Rent-a-womb in India fuels surrogate motherhood debate
Date: Sunday, February 04, 2007
Author: Krittivas Mukherjee
MUMBAI (Reuters) - Jyoti Dave is pregnant, but when the 30-year-old gives birth in March the baby will not be taken home to bond with her other child, but will instead be handed over to an American couple unable to conceive. For her trouble, the Indian surrogate mother will be paid. She won't say how much, but she says it's money she desperately needs to feed her poor family after an industrial accident left the family's only breadwinner unable to work.
"My husband lost his limbs working in the factory," Dave told Reuters. "We could not manage even a meal a day. That is when I decided to rent out my womb." Surrogate motherhood is among the latest in a long list of roles being outsourced to India, where rent-a-womb services are far cheaper than in the West. "In the U.S. a childless couple would have to spend anything up to $50,000," Gautam Allahbadia, a fertility specialist who helped a Singaporean couple obtain a child through an Indian surrogate last year, told Reuters.

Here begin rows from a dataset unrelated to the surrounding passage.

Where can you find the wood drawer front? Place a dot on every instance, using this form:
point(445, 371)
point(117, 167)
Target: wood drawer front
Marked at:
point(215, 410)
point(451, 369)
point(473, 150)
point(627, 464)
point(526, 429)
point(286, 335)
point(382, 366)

"In India, it's done for $10,000-$12,000." Fertility clinics usually charge $2,000-$3,000 for the procedure while a surrogate is paid anything between $3,000 and $6,000, a fortune in a country with an annual per capita income of around $500. But the practice is not without its critics in India with some calling it the "commoditisation of motherhood" and an exploitation of the poor by the rich.
"It's true I'm doing this for money, but is it also not true that a childless couple is benefiting?" said Rituja, a surrogate mother in Mumbai, who declined to give her full name. For the surrogates -- usually lower middleclass housewives -- money is the primary motivator.